All the money in the world

The details allow us to deduce that Neil and his family are in a privileged position and that money is not an issue. Alice (Charlotte Gainsbourg) enjoys a massage before sunbathing by the pool while a waiter brings her a margarita. They are in a small paradise, far from home, where surely the sun does not bring the same warm and the afternoons do not smell like salt water and sand. All is peace until one call upsets everything and the holidays must end abruptly. With the family making last minute arrangements to go home, Neil is unflappable, an act that seems fortuitous turns out to be the validation of a premeditated move.

Yves Cape’s camera (Holy Motors, Zombie Child) is sheltered in the face of a forceful Tim Roth. The close-ups are overwhelming, and the veteran fills us with emotions from the silences. When he speaks, he does so precisely, and the dialogues hide more than what they reveal.
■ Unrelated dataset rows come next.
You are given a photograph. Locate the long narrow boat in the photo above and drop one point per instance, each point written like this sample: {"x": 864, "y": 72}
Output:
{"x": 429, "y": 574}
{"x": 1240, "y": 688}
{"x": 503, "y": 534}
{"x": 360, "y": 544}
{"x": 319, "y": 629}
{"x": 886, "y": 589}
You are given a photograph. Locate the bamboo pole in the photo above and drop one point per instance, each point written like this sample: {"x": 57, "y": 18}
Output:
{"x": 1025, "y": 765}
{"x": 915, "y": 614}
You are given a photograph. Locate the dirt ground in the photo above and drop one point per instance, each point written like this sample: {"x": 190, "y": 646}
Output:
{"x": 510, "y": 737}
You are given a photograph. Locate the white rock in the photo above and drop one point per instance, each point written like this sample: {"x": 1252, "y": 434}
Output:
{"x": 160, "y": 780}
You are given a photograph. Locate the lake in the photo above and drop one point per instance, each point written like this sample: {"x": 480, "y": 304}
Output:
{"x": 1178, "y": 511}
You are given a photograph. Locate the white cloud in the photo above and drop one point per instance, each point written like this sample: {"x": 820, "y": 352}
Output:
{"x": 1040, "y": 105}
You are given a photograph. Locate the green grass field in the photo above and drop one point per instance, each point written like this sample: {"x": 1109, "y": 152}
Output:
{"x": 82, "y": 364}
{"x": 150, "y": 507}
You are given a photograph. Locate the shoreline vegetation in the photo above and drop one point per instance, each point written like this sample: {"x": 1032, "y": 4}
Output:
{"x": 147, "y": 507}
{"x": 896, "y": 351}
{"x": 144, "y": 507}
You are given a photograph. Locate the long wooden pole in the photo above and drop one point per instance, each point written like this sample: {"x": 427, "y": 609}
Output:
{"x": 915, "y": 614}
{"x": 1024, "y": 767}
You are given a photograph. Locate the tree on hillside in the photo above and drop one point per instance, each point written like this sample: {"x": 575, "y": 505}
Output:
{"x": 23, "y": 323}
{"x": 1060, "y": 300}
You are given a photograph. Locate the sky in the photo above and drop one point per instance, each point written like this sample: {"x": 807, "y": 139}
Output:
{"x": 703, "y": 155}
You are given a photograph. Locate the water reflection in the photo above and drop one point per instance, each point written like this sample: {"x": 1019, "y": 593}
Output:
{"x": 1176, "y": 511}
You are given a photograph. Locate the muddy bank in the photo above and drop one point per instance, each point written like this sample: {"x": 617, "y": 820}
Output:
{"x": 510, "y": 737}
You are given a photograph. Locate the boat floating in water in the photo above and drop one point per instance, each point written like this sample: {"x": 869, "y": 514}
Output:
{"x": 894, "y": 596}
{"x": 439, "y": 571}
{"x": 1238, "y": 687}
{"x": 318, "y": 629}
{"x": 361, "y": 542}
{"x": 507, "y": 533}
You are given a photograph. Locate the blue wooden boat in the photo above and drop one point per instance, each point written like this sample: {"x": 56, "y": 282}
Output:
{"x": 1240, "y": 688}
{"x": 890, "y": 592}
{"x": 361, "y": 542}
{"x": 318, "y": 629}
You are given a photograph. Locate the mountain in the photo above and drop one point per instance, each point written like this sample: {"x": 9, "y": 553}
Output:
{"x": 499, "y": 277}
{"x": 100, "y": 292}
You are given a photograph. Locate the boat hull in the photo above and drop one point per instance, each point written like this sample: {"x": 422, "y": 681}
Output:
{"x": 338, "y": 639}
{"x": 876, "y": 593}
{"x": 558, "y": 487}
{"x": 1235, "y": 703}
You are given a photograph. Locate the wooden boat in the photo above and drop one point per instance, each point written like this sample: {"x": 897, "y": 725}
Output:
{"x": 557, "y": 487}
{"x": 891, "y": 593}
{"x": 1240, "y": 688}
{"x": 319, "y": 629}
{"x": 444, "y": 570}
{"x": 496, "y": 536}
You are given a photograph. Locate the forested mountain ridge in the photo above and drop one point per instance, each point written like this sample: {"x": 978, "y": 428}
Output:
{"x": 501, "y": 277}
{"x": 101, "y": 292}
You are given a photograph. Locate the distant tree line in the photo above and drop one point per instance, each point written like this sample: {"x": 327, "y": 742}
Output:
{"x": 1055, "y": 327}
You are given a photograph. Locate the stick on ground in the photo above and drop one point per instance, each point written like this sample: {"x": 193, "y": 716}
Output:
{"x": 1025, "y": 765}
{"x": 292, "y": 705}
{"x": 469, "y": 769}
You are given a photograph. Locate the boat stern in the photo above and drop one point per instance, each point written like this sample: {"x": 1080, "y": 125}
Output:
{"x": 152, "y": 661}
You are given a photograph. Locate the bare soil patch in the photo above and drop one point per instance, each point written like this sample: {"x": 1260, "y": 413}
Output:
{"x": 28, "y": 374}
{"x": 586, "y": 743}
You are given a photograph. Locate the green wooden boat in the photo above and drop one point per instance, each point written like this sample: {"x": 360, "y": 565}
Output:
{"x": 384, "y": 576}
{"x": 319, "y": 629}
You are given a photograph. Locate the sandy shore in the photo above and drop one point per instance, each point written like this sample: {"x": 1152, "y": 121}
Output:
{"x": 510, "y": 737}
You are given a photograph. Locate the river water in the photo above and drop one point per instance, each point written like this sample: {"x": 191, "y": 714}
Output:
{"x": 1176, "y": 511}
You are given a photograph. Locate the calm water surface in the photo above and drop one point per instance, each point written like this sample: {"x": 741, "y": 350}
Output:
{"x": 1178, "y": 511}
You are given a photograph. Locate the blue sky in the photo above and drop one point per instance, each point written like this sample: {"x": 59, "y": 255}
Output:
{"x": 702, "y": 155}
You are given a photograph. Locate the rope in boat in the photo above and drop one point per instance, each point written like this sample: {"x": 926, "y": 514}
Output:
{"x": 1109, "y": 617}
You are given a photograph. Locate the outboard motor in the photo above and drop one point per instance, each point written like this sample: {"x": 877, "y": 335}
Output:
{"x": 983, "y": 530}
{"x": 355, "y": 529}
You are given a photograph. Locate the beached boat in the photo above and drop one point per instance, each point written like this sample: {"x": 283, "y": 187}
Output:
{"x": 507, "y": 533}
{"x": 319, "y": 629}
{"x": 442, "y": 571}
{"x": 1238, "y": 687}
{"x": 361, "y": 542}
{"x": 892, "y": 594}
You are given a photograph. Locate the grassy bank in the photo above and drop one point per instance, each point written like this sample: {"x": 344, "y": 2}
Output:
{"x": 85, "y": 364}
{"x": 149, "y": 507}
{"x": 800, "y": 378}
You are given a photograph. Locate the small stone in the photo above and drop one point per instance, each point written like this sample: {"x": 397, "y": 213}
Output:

Everything makes sense when we understand the background and at that moment the character is magnified. With the character of Charlotte Gainsbourg, we have the opposite side, more high-sounding and with more explosive reactions to show their emotions. Likewise, Yves Cape’s camera always finds the angle to show us what words don’t tell us.

Sundown is the story of a man who confronts his destiny and during an existential crisis decides to take radical measures that change not only his world but that of everyone around him. In the background the director leaves us a speech that reveals the harsh reality of a tourist paradise that is an optical illusion and shows us the shadows that tourist pamphlets do not show. The reality of his Neil is far from that of those natives he crosses paths with, but in the purest essence the needs can coincide. The shortcomings of some are the desires of others and the abundance of others is the ambition that moves many more.